By Amber Bighorse
Special to the Paper
The issue of gay marriage is only controversial if we are examining it in the context of religion and how different religions view homosexuality.
In my opinion, if a society has religious freedom, then the issue of marriage equality is an easy one. As we all know, the constitutions of our Tribe and our country guarantee religious freedom. Currently, there are no laws in Cheyenne and Arapaho country that prohibit gay marriage.
Notwithstanding our internal political struggles, we have always been a tolerant, accepting, and caring community; we demonstrate these values through the services we continually provide to those in need.
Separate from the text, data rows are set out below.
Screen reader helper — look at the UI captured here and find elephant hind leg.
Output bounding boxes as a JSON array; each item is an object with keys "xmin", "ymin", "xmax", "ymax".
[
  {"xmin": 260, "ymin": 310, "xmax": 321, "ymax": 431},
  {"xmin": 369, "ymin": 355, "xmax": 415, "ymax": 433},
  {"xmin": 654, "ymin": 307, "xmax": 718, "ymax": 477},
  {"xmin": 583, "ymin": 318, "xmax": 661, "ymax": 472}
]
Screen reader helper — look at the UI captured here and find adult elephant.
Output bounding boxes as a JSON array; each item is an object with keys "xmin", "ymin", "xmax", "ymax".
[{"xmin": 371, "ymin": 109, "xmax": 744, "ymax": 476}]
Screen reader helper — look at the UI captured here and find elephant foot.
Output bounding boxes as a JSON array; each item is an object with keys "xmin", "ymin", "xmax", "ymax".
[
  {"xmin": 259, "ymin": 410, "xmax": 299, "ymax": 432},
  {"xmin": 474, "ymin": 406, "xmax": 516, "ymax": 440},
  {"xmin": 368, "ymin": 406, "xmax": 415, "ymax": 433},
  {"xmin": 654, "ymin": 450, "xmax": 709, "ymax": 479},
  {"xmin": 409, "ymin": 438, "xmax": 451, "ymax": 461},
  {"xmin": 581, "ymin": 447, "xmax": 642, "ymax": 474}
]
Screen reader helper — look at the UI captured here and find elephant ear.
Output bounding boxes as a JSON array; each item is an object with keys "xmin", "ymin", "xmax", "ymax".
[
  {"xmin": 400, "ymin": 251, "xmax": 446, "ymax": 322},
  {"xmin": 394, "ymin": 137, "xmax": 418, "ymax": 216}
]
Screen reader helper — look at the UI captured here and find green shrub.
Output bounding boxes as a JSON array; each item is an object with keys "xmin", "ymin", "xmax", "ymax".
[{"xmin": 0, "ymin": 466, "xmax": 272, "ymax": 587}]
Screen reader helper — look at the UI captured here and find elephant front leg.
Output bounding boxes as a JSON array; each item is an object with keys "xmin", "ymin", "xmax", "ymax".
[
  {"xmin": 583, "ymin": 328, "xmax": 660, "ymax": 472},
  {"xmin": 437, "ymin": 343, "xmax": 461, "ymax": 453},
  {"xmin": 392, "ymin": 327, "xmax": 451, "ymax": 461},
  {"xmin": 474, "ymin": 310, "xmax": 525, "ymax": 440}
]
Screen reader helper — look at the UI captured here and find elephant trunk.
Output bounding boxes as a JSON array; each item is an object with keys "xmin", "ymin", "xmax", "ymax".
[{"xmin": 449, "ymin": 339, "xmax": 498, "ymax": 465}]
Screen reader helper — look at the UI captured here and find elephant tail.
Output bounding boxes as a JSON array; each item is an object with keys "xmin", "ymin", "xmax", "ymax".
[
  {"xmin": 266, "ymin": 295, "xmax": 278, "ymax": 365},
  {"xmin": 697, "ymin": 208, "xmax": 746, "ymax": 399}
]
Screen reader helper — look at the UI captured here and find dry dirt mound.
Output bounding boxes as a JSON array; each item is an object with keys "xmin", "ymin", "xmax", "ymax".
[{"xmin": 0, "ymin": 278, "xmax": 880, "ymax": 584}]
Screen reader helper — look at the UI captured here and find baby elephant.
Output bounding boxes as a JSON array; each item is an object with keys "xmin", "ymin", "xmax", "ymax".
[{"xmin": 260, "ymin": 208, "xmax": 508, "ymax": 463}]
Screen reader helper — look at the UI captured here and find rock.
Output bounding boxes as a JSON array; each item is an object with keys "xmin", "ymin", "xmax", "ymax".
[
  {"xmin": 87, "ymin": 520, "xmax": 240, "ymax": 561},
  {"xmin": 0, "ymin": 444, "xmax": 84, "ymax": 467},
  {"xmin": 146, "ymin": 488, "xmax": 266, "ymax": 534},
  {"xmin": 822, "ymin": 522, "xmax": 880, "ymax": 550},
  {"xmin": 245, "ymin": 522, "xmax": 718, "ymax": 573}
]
More than any other people in the free world, Native peoples should be able to understand the kind of discrimination, bigotry, and hatred that is fueled by the fact that differences exist within and between all human beings — differences in the way we live our lives, the way we view family, our religious and spiritual beliefs. White America literally slaughtered our people for those differences.
For centuries, it was acceptable to drive our people from the areas where our ancestors knew how to survive so they could expand into those areas without the threat our Natives infringing on their way of life; it was acceptable to divide our people so that, over time, we would no longer be connected as tribes; it was even acceptable to massacre our ancestors; and when genocide failed, to attempt to assimilate Natives so we would no longer be different. This is our history.
I do not believe in discriminating against others based on our differences as humans, whether those differences are physical, religious, or, with respect to the conversation today, based on sexual orientation. I think that if we, as a community, start contemplating the legitimacy of gay marriages, it would be a step backward.
As of right now, the Cheyenne and Arapaho Tribes are standing out and doing something very forward-thinking by treating our gay brothers and sisters as true equals in this world.
I wholeheartedly support marriage equality, and I am so proud to be a Cheyenne and Arapaho tribal member and leader at this moment in our history.
NOTE: An attorney, Amber Bighorse is lieutenant governor of the Cheyenne & Arapaho Tribes of Oklahoma. She issued this statement in conjunction with a special meeting of Tribal members held Friday (October 25) at the Concho headquarters. The meeting was held to discuss the recent approval of a marriage between two men, under provisions of tribal law.